Many health conditions can cause autonomic neuropathy. It may also be a side effect of treatments for other diseases, such as cancer. Some common causes of autonomic neuropathy include:

  • Abnormal protein buildup in organs (amyloidosis), which affects the organs and the nervous system.
  • Autoimmune diseases, in which your immune system attacks and damages parts of your body, including your nerves. Examples include Sjogren's syndrome, systemic lupus erythematosus, rheumatoid arthritis and celiac disease. Guillain-Barre syndrome is an autoimmune disease that happens rapidly and can affect autonomic nerves.

    Autonomic neuropathy may also be caused by an abnormal attack by the immune system that occurs as a result of some cancers (paraneoplastic syndrome).

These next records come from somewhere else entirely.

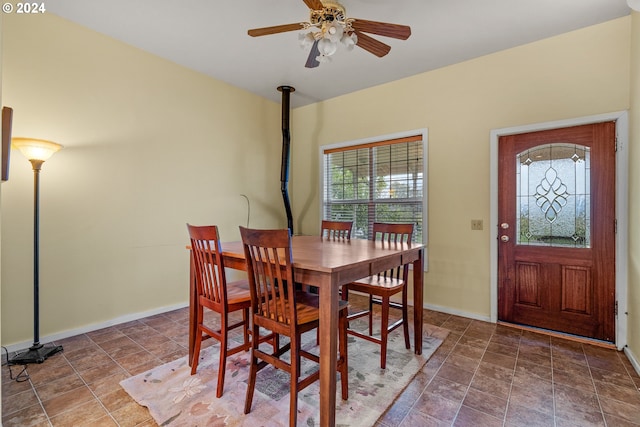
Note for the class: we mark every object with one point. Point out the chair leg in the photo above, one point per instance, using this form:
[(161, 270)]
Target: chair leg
[(245, 326), (198, 344), (405, 318), (294, 375), (253, 370), (370, 315), (384, 332), (222, 363)]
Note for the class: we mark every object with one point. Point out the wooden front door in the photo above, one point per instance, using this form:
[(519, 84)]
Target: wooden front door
[(556, 230)]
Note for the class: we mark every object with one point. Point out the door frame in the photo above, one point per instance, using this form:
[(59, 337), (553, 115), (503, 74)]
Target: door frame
[(622, 185)]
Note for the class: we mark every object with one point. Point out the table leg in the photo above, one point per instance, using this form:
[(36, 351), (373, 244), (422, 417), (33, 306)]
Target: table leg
[(328, 350), (193, 300), (418, 276)]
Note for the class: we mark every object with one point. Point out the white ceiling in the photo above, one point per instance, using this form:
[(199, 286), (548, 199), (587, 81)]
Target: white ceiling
[(210, 36)]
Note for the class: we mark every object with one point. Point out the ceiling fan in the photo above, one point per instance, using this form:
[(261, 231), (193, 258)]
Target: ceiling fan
[(328, 26)]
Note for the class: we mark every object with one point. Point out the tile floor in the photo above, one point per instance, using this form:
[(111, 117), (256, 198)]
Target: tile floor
[(482, 375)]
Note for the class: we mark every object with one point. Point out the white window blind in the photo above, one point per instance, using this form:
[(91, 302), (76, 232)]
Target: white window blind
[(381, 181)]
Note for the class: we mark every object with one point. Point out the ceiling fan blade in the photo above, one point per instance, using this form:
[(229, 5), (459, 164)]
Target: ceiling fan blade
[(314, 4), (312, 62), (372, 45), (386, 29), (275, 29)]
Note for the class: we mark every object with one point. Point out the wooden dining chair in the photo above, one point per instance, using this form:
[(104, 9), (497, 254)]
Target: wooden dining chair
[(336, 230), (381, 287), (277, 306), (216, 294)]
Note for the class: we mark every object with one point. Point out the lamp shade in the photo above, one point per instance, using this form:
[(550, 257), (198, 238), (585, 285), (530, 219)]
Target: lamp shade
[(35, 149)]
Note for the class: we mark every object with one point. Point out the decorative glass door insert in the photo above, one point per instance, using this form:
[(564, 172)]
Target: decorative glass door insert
[(553, 196)]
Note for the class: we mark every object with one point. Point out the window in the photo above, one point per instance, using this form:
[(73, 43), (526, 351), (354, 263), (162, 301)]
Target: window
[(376, 181)]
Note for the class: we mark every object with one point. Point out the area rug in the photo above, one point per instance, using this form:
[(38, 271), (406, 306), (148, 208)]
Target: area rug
[(176, 398)]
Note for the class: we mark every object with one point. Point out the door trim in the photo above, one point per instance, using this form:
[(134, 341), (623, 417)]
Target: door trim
[(622, 185)]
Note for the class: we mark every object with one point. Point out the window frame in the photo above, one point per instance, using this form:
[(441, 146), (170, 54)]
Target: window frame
[(423, 133)]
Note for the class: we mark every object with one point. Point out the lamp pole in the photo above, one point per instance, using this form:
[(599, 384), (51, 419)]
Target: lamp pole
[(37, 151)]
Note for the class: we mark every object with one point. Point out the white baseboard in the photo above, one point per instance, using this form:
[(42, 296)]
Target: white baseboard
[(455, 312), (633, 359), (90, 328)]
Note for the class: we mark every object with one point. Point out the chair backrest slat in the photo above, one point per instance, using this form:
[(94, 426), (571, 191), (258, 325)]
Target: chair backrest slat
[(394, 234), (336, 230), (270, 272), (209, 267)]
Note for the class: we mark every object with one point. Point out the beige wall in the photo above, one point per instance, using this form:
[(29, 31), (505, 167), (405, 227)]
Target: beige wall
[(145, 137), (634, 195), (580, 73), (149, 146)]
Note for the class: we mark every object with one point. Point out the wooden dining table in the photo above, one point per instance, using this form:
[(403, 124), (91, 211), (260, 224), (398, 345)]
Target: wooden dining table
[(329, 264)]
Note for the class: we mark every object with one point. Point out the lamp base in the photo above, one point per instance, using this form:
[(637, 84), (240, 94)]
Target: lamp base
[(38, 353)]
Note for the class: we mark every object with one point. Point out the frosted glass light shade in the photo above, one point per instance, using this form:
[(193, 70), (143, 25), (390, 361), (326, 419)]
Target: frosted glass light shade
[(36, 149)]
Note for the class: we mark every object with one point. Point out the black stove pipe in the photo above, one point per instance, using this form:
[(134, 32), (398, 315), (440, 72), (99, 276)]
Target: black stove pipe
[(286, 145)]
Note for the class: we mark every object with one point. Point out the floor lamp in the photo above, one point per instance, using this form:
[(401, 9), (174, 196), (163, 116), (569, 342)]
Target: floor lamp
[(36, 151)]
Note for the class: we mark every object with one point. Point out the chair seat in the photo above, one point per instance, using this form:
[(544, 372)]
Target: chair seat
[(238, 292), (307, 307), (377, 285)]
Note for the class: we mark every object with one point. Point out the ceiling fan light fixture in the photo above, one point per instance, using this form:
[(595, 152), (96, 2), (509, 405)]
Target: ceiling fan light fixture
[(333, 31), (329, 26), (327, 47), (306, 40), (349, 40)]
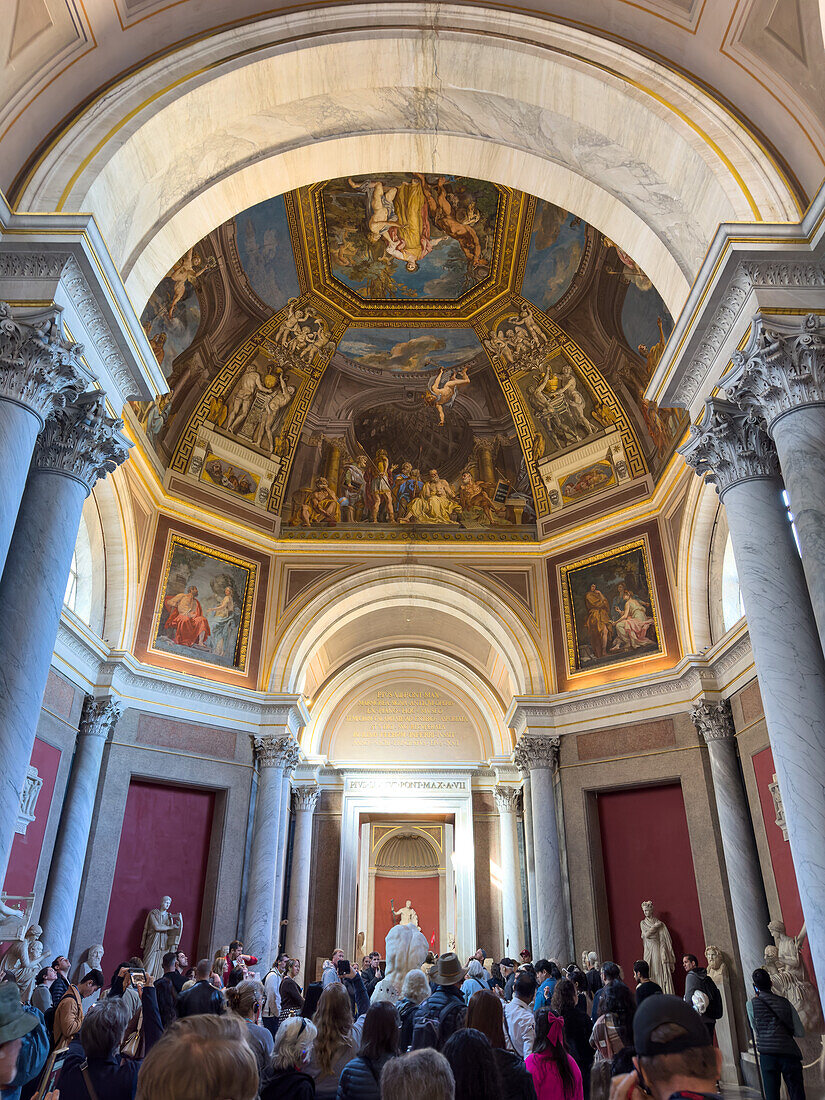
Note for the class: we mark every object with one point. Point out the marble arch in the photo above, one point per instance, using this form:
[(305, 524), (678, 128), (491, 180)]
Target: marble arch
[(469, 603), (372, 672), (667, 166)]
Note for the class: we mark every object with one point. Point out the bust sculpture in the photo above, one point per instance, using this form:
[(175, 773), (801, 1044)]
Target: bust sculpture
[(162, 933), (658, 948), (23, 959), (406, 914)]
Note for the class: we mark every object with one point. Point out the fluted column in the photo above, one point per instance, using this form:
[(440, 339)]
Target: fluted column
[(78, 444), (305, 799), (275, 756), (37, 367), (735, 453), (513, 923), (781, 377), (744, 875), (539, 755), (98, 721)]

  • Diabetes, which is the most common cause of autonomic neuropathy, can gradually cause nerve damage throughout the body.
  • Injury to nerves caused by surgery or radiation to the neck.
  • Treatment with certain medications, including some drugs used in cancer chemotherapy.
  • Other chronic illnesses, such as Parkinson's disease, multiple sclerosis and some types of dementia.
  • Certain infectious diseases. Some viruses and bacteria, such as botulism, Lyme disease and HIV, can cause autonomic neuropathy.
  • Inherited disorders. Certain hereditary disorders can cause autonomic neuropathy.